For Hobbes, so-called ‘freedom by non-interference’ was key and as freedom is maximised when the number and extent of laws are minimised, it is actually irrelevant whether the laws are passed by an elected chamber or an absolute monarch. The idea of liberty through non-interference, also expounded by John Locke, was later developed by Jeremy Bentham and became the prevalent view which still dominates today.
But it turns out that this idea of liberty is not nearly strong enough and not only must there be non-interference, but there must be no possibility of interference (so-called non-domination). Furthermore, the state itself must also be free, prevented from being subverted by individual or sectarian interests.
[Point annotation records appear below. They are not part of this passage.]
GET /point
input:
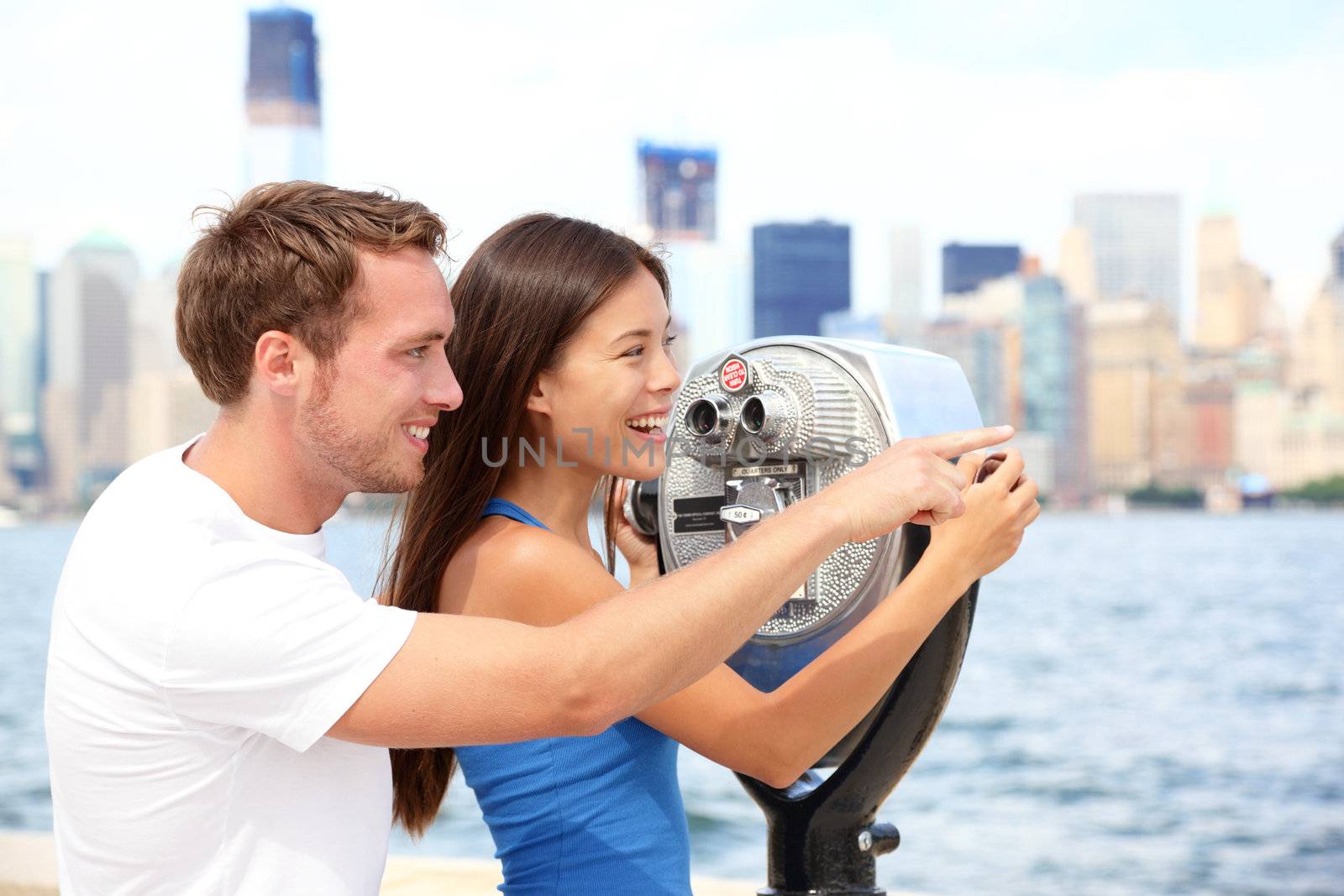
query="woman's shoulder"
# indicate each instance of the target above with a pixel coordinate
(523, 573)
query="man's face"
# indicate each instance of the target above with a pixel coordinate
(369, 414)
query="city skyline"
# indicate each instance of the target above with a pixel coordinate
(991, 128)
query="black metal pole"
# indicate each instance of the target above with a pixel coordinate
(823, 836)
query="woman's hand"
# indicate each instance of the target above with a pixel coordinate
(638, 550)
(998, 512)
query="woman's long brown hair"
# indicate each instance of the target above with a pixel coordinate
(519, 300)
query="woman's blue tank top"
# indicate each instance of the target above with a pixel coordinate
(595, 815)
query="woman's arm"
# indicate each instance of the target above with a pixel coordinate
(776, 736)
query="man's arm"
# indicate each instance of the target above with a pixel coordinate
(470, 680)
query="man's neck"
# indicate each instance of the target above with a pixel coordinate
(557, 496)
(264, 472)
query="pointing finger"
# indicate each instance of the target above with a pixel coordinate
(949, 445)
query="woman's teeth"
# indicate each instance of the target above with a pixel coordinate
(647, 422)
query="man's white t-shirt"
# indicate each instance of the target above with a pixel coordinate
(197, 661)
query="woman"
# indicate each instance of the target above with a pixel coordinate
(564, 327)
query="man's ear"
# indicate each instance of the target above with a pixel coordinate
(277, 359)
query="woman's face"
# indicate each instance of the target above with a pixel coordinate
(609, 396)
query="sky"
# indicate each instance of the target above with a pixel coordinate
(974, 121)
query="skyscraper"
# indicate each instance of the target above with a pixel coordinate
(799, 273)
(284, 109)
(905, 315)
(711, 296)
(1234, 298)
(1135, 244)
(679, 191)
(1077, 268)
(1137, 432)
(965, 268)
(18, 340)
(84, 406)
(1054, 379)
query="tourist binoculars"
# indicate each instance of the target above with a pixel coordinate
(753, 430)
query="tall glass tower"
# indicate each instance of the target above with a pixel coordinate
(678, 191)
(799, 273)
(284, 110)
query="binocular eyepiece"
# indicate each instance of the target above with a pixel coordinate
(764, 416)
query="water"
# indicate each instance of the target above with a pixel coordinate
(1151, 705)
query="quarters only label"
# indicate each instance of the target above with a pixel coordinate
(696, 515)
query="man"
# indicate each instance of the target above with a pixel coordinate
(219, 701)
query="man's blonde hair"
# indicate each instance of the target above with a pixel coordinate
(286, 257)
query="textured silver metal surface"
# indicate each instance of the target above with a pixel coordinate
(837, 425)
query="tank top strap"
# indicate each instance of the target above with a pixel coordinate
(501, 506)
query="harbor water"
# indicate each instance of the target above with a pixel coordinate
(1149, 705)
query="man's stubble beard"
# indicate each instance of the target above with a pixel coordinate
(366, 464)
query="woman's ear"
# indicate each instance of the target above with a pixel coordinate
(539, 396)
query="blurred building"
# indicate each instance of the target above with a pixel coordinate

In this view a sovereign must be restrained from creating arbitrary laws to their own advantage or blocking new laws to extend liberty in some facet of society.
Thus to a modern day British Republican (and more widely to any real Democrat as a believer of rule by the people) the mere existence of the Royal Prerogative along with Royal Assent (though not used since 1707) and Queen’s Consent which can be used to prevent debate in the House of Commons is unacceptable. As Philip Pettit in his book Republicanism writes:
Liberty as non-domination – republican liberty – had not only been lost to political thinkers and activists; it had even become invisible to the historians of political thought.
As activists we need to recover this idea of republican liberty. Remember that the theory calls for the wielding of absolute power (or as close as we can get in the form of Prerogative or Executive Order). Although Hobbes can be seen as the progenitor of the concept, modern Libertarians are actually critical of Trump and May, viewing the size of the Government they propose as being far too large. Nevertheless the autocratic Libertarian elements of both leaders must be opposed for a compassionate and fair society with effective individual rights to survive. The recent debacle suffered by Theresa may in this General Election greatly increases the chances of a successful outcome in the near future. But the ideology is as old as the hills and we can be certain that sooner or later it will flourish again.
- Just to be clear, whenever I use the term Republican I am referring to a political theory of freedom with no connotation to the US GOP.